Elektro-Prämie mit geringer Nachfrage

[10.12.2019] Bremen. Das Interesse an der finanziellen Förderung der Elektromobilität ist weiter gesunken. 23 (Vormonat: 30) Anträge für den Umweltbonus beim Kauf eines Stromers oder Plug-in-Hybrids sind beim Bundesamt für Wirtschaft und Ausfuhrkontrolle (BAFA) eingegangen. Parallel büßte auch der Verkauf von Elektroautos ein.

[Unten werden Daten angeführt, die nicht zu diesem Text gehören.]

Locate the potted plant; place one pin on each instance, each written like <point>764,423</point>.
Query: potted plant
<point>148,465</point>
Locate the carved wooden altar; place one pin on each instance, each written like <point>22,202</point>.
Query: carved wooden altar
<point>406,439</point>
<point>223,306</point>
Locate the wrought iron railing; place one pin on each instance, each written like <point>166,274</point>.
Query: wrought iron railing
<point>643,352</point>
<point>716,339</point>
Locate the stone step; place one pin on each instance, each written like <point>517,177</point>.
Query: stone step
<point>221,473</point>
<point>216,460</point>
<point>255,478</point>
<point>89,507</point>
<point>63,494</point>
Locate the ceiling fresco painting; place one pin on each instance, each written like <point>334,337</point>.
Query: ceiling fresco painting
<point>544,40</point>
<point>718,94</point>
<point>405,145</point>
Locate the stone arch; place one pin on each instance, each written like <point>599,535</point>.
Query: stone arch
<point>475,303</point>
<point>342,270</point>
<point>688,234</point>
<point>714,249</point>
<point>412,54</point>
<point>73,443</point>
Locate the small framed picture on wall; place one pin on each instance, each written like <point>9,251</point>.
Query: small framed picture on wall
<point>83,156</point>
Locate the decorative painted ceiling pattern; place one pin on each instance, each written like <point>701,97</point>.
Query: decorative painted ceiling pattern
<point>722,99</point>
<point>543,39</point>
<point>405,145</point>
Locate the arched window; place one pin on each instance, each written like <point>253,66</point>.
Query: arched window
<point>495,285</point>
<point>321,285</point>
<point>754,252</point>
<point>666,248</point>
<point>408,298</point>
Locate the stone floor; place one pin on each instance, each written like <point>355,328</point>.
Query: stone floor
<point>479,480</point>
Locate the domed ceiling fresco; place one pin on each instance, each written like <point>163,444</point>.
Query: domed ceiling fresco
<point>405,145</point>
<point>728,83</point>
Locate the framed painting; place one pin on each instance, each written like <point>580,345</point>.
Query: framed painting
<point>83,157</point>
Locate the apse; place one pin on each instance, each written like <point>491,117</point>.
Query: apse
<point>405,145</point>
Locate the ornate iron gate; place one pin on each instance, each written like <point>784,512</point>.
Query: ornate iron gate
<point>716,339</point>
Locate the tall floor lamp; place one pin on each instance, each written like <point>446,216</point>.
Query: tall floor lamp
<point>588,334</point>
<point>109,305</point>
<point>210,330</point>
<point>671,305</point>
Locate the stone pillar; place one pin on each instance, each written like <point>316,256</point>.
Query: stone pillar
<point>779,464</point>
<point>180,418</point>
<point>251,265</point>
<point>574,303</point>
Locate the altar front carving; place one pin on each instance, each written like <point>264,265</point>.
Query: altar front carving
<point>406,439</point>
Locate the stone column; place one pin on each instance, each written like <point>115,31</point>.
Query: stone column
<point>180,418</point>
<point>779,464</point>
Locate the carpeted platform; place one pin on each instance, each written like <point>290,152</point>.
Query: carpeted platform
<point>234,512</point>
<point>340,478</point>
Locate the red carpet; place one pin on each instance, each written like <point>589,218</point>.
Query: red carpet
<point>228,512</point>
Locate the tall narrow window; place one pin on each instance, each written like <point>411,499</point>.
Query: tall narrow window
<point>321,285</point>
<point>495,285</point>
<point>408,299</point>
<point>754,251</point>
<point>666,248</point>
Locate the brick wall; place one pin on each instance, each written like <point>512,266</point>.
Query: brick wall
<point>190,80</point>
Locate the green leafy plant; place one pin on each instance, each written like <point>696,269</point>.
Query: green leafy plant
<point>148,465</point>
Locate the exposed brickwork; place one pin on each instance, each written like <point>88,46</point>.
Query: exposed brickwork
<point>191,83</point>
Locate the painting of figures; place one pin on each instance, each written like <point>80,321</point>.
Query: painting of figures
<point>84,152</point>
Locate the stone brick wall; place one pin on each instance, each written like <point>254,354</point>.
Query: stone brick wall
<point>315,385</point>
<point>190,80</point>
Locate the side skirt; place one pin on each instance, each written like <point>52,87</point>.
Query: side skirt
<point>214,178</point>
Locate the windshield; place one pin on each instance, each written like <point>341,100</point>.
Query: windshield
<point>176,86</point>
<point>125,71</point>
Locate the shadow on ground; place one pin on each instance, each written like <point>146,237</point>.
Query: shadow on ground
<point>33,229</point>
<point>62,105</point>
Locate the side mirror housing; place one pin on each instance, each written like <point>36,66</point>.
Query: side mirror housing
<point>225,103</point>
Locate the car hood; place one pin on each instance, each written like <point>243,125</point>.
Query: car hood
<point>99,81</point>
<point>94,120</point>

Karl-Heinz Bley, Präsident des Kfz-Landesverbandes Niedersachsen-Bremen, führt als Grund die "Hängepartie um die höhere Förderung" an.

Insgesamt sind den Angaben Bleys zufolge jetzt nach Bremen und Bremerhaven  783 Förderungen gegangen, davon 496 für reine Batterie- und 285 für Plug-in-Hybrid-Fahrzeuge. Dies sei ein Anteil von 0,5 Prozent. Im November habe die Fördersumme, die sich Staat und Hersteller teilten, 81.000 Euro betragen. Bremen habe seit Start der Förderung rund 2,9 Millionen Euro aus dem mit 1,2 Milliarden Euro gefüllten Fördertopf erhalten.

Offensichtlich warteten Käufer von Stromern und auch Interessenten der Kaufprämie auf den beim jüngsten Klimagipfel beschlossenen höheren Umweltbonus. Dieser soll bis zu 6.000 Euro betragen. Bley verwies abschließend darauf, dass das BAFA auf seiner Homepage für die Antragsprüfung mitteile, dass "die Bundesregierung arbeite mit Hochdruck an der raschen Umsetzung der Vorgaben des Klimagipfels".